From the Editor Emeritus / John F. Fink
First of two columns on the Our Father
(Fourteenth in a series)
I need two columns to discuss the Our Father, and even that won’t be sufficient.
St. Thomas Aquinas called the Our Father “the most perfect of prayers” because “in it we ask, not only for all the things we can rightly desire, but also in the sequence that they should be desired. This prayer not only teaches us to ask for things, but also in what order we should desire them.”
St. Augustine wrote: “Run though all the words of the holy prayers [in Scripture], and I do not think that you will find anything in them that is not contained and included in the Lord’s Prayer.”
It is called the Lord’s Prayer, of course, because Jesus taught it to us, so we shouldn’t be surprised that it’s the perfect prayer.
When Jesus taught it to his disciples, it was new. The Jews, of course, never called God “Father,” much less “our Father.” It was Jesus, who was God the Son, who not only revealed the Father to us but also taught us that we could have an intimate relationship to him as we do (hopefully) to our human father. Furthermore, when we pray to the Father we also adore and glorify God the Son and the Holy Spirit since the Trinity is consubstantial and indivisible.
When we pray “who art in heaven,” we are not referring to a place but to God’s majesty. St. Augustine wrote, “ ‘Our Father who art in heaven’ is rightly understood to mean that God is in the hearts of the just, as in his holy temple.”
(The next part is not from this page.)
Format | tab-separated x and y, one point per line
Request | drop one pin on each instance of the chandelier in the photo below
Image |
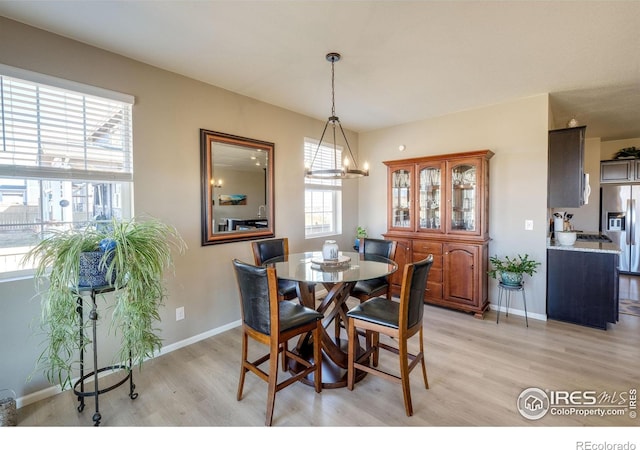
346	170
The Catechism of the Catholic Church says, “When the Church prays ‘our Father who art in heaven,’ she is professing that we are the People of God, already seated ‘with him in the heavenly places in Christ Jesus’ ” (#2796).
The catechism also tells us that, after addressing God and thereby placing ourselves in his presence, we pray seven petitions. “The first three, more theological,” it says, “draw us toward the glory of the Father; the last four, as ways toward him, commend our wretchedness to his grace.”
The first of the three theological “petitions” don’t seem like petitions to me. “Hallowed be thy name” seems more as though we are praising God for his holiness, recognizing that his name is holy. The catechism teaches us, though, that “this petition is here taught to us by Jesus as an optative: a petition, a desire, and an expectation in which God and man are involved” (#2807).
We are asking, in effect, that the name of God should be made holy in us through our actions. St. Peter Chrysologus, one of the doctors of the Church, reminded us that “God’s name is blessed when we live well, but is blasphemed when we live wickedly.”
We then pray, “Thy kingdom come.” Although the Kingdom of God has been coming since the Last Supper and is in our midst in the Eucharist, this petition refers primarily to the final coming of the reign of God after Christ’s return.